As told by Richard Novak, co- founder of NHS/Santa Cruz Skateboards

“In 1973, my partners Doug Haut, Jay Shuirman and I sold fibreglass raw materials to surfboard shops, Boat makers and guys that made fairings for race cars and tomato carriers. We sold this guy a bunch of pultruded fibreglass sheet material. He burned us, so we went back and picked it all up from him. A the same time, a friend of ours, Jimmy Hoffman, was living in Hawaii, and on a surf trip over there, the McCully Bike Shop people in Honolulu asked us if we could make and sell them some skateboards. We were already making surfboard fins so it was easy for us to make some skateboard decks from all this left over fibreglass material.
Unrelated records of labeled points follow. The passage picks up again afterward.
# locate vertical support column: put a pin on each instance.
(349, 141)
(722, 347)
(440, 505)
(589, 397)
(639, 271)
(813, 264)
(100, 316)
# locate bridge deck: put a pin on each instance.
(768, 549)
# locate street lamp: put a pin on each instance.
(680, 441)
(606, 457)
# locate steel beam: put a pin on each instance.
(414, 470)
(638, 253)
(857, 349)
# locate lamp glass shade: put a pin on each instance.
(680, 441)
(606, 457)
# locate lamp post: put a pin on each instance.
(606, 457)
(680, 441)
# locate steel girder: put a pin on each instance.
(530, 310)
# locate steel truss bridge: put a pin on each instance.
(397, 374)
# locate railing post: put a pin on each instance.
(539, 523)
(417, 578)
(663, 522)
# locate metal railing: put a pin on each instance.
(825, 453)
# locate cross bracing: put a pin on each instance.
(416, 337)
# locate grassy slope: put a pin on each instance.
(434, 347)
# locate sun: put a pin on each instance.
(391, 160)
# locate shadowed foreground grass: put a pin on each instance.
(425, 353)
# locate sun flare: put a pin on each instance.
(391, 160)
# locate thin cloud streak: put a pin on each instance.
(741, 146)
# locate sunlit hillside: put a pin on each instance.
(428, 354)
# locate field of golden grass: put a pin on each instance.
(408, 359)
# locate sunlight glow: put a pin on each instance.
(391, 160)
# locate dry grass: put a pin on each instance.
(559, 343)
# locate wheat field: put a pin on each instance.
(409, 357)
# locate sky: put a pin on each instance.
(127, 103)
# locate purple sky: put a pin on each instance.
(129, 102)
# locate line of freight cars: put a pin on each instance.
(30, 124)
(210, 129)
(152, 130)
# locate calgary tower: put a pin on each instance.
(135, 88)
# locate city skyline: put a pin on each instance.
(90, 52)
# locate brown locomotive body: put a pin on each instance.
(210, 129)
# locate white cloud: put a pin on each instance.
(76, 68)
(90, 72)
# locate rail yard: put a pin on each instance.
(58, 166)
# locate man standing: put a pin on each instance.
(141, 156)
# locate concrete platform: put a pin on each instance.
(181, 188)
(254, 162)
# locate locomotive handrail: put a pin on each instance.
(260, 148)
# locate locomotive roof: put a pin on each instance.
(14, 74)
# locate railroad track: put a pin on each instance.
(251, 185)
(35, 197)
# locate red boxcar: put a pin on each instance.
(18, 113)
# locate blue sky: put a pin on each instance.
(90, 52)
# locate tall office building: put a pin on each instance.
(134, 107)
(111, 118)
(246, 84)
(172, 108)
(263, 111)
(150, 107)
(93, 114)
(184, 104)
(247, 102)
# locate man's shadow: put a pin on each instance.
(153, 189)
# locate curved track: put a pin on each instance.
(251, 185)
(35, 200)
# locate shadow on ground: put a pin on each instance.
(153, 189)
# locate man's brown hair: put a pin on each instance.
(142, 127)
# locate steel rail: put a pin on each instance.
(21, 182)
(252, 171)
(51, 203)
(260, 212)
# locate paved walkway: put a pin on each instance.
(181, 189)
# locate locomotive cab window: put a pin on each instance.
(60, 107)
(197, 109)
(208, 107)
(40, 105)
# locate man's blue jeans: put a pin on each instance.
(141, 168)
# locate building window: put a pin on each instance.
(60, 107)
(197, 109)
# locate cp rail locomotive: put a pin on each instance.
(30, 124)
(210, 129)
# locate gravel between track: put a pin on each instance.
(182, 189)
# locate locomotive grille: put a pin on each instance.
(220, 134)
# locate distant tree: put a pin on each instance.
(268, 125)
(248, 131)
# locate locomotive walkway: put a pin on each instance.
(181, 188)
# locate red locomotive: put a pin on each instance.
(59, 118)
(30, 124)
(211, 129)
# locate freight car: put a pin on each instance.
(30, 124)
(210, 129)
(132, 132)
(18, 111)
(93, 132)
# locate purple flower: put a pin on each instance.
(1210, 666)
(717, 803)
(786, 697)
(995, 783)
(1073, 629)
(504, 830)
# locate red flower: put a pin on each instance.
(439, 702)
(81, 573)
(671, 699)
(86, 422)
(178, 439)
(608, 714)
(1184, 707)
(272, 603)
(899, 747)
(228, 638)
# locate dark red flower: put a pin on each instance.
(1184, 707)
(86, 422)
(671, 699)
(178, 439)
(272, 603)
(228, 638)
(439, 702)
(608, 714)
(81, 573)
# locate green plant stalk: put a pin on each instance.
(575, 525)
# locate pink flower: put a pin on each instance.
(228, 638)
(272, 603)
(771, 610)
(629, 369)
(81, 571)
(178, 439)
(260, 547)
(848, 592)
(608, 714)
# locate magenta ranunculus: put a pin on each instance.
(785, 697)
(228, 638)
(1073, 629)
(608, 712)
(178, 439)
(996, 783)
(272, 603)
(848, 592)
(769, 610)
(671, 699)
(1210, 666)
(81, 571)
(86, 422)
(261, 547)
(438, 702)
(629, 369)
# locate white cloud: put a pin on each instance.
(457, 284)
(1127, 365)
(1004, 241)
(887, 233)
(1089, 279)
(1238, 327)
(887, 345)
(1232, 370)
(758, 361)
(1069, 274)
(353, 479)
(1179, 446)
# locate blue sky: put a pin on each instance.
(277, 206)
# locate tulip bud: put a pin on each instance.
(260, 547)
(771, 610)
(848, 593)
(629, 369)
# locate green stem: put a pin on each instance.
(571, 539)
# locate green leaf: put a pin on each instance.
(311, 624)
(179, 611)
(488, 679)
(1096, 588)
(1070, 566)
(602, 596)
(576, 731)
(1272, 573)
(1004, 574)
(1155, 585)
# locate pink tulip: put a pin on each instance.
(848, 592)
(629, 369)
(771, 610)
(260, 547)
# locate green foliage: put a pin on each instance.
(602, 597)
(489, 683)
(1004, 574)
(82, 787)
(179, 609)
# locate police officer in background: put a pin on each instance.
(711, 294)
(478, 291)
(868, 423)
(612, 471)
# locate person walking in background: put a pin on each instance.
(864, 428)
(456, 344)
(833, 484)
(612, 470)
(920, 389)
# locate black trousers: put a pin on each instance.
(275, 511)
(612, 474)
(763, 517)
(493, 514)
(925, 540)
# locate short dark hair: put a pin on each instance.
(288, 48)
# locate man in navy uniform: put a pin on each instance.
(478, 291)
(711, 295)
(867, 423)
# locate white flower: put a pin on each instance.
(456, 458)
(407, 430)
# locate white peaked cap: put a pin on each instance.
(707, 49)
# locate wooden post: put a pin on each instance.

We made 500 skateboards, with loose ball bearings, urethane roller skate wheels and roller skate trucks, and they sold out immediately. We built another 500 boards and they sold out, too. Overnight we were in business. Then in late 1974 this guy Tony Roderick came into our surf shop with a revolutionary idea of blending a precision bearing, used in copy machines, with a urethane wheel. We helped him tweak it a bit so it would work, and thus spawned the Road Rider Wheel. From that day forward the Road Rider Wheel and precision bearing changed skateboarding forever. Also at that time, Ron Bennett developed the Benet Truck, while G&S had the fibreflex board. We all ran into each other in L.A. at the Hang Ten contest in 1975 and said, OK, we have skateboard wheels and bearings. We have skateboard trucks. We have composite skateboard decks. The three main components are now all leading edge and designed specifically for skateboarding. Now we have a real skateboarding industry. This group was Bill Bahne, Jay Sherman, Brian Logan, Dave McIntyre, Dave Dominy, Paul Sims, Ron Bennet, a couple of guys from Skateboarder magazine and me. We were interested in setting the foundation of an actual skateboard industry, not reliant on anyone but ourselves. We wanted to support pro riders, promotion and advancement in technology. Before that, it was just a fad. After we set it all up, it was an actual industry. And here we are today – NHS is still rolling 40 + years later, always innovating and always having fun.”